Nella popolosa provincia del Punjab, le autorità hanno anche abolito le tariffe sui trasporti pubblici statali e annunciato sussidi mirati per camion e autobus. Il Primo Ministro del Punjab, Maryam Nawaz Sharif, ha esortato gli operatori dei trasporti a non scaricare l'onere dei costi sui passeggeri, promettendo: "Promettiamo di alleviare questo onere economico per i cittadini non appena le condizioni miglioreranno".

Queste misure sono state adottate poco dopo che il governo pakistano è stato costretto ad aumentare drasticamente i prezzi del carburante a causa dell'impatto del conflitto tra Stati Uniti, Israele e Iran, provocando massicce proteste di piazza e il caos presso le stazioni di servizio.
Le tensioni sono esplose in seguito alla decisione, presa a tarda notte lunedì 2 aprile, di aumentare il prezzo della benzina del 42,7%, portandolo a 485 rupie (circa 46.000 VND) al litro.
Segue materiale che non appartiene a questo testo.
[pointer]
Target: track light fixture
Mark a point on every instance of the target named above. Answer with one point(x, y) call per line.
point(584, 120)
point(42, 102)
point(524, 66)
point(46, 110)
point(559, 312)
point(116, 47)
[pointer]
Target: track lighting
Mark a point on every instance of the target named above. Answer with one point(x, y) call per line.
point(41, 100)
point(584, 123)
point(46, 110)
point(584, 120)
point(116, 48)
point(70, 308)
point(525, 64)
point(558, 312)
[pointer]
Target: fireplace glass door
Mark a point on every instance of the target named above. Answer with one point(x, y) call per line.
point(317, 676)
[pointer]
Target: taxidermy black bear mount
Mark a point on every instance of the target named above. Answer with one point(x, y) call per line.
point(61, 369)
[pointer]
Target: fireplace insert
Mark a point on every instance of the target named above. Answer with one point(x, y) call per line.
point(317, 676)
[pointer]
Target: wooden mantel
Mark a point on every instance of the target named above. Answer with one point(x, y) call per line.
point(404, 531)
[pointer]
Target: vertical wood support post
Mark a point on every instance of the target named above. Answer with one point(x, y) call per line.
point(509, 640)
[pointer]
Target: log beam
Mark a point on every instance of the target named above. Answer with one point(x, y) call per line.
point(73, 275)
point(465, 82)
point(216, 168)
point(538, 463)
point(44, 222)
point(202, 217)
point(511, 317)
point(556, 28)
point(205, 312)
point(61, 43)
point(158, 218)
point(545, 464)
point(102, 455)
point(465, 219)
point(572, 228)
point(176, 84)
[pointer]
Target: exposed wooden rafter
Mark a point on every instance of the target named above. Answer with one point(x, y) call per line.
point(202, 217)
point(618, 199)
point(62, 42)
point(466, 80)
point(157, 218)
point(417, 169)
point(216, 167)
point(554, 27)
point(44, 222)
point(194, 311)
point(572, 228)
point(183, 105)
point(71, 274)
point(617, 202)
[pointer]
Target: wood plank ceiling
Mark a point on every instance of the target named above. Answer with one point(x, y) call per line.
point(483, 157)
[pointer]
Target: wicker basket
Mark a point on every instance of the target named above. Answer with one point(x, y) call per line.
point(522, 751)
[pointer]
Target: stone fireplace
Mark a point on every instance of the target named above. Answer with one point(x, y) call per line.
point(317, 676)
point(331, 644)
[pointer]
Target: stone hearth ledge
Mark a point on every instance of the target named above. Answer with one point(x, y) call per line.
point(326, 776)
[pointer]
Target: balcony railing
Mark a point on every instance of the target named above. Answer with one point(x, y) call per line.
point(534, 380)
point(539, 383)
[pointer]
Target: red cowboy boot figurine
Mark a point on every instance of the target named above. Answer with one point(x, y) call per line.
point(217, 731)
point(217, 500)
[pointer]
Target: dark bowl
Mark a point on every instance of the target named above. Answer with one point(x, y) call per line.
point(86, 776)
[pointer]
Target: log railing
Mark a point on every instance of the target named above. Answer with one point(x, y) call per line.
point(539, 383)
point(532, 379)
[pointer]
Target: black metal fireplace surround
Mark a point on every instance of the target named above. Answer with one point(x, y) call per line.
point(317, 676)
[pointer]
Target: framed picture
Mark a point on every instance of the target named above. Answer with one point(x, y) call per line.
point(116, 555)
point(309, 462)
Sotto l'enorme pressione dell'opinione pubblica, il Primo Ministro pakistano Shehbaz Sharif ha ceduto la sera del 3 aprile, annunciando una riduzione di tasse e imposte e riportando il prezzo della benzina a 378 rupie (circa 36.000 VND) al litro.
In un discorso televisivo alla nazione, ha affermato: "Questa riduzione rimarrà in vigore per almeno un mese. Prometto di non fermarmi finché le vostre vite non torneranno alla normalità".
Il Pakistan, dove circa il 25% dei suoi 240 milioni di abitanti vive al di sotto della soglia di povertà, sta attuando una serie di misure di austerità come il passaggio a una settimana lavorativa di quattro giorni per gli enti governativi , l'estensione delle vacanze scolastiche e l'introduzione della didattica online per risparmiare carburante.